1.   bodem zn. 'grond(vlak)'
categorie:
erfwoord
Mnl. bodem 'grondvlak' [1260-80; CG II, Wr.Rag.], 'grondslag, gronden' [1267; CG I, 93], 'grondgebied, (laag?) stuk land' [1270; CG I, 147], 'onderste deel' [1287; CG II, Nat.Bl.D], 'onderste deel van scheepsromp' [1400; MNHWS], 'schip' [1412; MNHWS].
Er bestaan in de Germaanse talen twee groepen verwante woorden (door wisseling van -d-/-t-). Enerzijds: os. bodom; ohd. bodam (nhd. Boden); ofri. bodem; oe. botm, boām, bytme, byðme (ne. bottom); on. botn (-botten in Scandinavische plaatsnamen als Västerbotten (Zweden), Österbotten (Finland)); anderzijds, met een ander achtervoegsel: ofri. boden (nfri. beame (verouderd), boaiem, boom); oe. bodan, byðne; < pgm. *buðm-, *buðn-, *butm. De wisseling van -d-/-ð- en -t- is opvallend. Bij deze woordgroep horen ook beun 1 'verhoging' en beun 2 'viskaar'.
Buiten het Germaans verwant met Latijn fundus 'bodem, grond' (Frans fond), zie fond, fundament; Grieks puthmḗn 'bodem, fundament'; Sanskrit budhna- 'bodem, basis'; Oudiers bond 'voetzool'; uit pie. *bhudhm(e)n-, bij de wortel *bhu(n)dh- met als grondbetekenis 'grondslag, basis'.
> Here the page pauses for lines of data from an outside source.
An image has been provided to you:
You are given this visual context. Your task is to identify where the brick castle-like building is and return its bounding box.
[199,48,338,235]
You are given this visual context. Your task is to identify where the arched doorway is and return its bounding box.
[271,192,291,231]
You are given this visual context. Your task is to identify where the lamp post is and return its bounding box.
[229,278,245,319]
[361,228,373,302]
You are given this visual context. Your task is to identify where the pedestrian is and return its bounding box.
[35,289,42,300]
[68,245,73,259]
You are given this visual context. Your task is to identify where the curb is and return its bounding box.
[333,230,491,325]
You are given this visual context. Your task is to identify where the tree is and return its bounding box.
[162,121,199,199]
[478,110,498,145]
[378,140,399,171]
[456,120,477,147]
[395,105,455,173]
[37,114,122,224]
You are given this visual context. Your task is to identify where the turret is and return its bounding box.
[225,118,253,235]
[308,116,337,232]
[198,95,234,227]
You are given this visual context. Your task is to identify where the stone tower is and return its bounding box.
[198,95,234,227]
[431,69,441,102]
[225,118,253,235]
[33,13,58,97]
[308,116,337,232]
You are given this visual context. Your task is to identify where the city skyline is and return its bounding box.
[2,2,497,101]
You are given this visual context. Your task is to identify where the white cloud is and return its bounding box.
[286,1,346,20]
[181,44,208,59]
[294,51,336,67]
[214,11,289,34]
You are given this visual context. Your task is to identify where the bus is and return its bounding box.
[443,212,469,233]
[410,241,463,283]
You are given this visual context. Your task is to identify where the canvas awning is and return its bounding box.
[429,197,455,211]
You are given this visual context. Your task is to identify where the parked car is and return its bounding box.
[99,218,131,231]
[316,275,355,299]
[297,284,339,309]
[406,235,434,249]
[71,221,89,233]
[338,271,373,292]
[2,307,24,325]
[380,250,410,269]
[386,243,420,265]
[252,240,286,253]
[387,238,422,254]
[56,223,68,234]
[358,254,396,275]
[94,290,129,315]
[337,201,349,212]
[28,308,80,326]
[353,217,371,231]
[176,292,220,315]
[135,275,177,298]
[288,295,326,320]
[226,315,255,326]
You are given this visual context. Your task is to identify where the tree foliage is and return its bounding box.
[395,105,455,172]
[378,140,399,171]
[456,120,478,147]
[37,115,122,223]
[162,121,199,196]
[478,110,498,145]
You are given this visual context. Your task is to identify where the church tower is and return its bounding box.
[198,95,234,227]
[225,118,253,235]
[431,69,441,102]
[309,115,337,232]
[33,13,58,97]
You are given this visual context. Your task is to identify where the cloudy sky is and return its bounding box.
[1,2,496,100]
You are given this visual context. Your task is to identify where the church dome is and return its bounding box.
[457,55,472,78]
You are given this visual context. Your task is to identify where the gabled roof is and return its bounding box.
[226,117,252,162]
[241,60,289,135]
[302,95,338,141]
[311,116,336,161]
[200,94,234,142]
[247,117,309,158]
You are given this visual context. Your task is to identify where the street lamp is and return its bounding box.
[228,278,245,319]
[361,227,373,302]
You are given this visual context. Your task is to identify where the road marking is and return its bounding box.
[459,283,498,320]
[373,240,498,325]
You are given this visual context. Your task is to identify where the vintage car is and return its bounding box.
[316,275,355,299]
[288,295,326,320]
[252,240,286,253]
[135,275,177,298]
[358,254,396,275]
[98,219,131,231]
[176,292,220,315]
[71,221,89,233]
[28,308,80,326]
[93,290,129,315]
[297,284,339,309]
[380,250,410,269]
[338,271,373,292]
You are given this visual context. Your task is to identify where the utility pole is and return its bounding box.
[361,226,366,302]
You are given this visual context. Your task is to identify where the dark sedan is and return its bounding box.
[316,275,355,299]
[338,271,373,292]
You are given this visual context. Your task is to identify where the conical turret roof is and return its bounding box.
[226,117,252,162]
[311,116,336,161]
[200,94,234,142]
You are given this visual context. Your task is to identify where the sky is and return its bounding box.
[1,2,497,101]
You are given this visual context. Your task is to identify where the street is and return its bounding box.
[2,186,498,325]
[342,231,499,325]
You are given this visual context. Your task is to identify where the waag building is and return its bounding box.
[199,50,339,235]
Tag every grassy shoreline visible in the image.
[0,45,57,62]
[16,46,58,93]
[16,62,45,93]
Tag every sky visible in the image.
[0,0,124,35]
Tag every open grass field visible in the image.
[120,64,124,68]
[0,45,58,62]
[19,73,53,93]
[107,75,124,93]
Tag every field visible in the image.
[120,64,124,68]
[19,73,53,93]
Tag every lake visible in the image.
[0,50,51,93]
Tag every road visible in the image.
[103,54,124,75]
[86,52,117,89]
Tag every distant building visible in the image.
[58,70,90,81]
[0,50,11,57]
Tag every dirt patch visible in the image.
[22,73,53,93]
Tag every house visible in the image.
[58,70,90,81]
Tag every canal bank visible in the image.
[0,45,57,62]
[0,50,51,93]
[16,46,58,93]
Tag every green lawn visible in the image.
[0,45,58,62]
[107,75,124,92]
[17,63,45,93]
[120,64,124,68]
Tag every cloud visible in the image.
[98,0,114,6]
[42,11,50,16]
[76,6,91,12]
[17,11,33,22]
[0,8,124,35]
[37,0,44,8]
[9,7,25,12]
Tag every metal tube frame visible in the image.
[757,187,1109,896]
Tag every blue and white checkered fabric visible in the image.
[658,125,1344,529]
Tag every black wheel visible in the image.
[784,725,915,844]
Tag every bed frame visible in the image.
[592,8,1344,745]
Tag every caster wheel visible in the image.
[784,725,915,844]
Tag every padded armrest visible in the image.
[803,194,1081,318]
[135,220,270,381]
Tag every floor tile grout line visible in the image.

Door syncope van de -d- komen ook vormen voor als boom [1561; WNT boom II], die nog voortleven in de uitdrukking het is er boter(tje) tot de boom 'er heerst overvloed' [1647; WNT veldiep], tegenwoordig ook 'er heerst een uitstekende onderlinge verstandhouding'. Hiermee zijn Fries boom en de uitdrukking boomke boppe 'ad fundum', letterlijk 'bodempje (van het glas) boven' te vergelijken.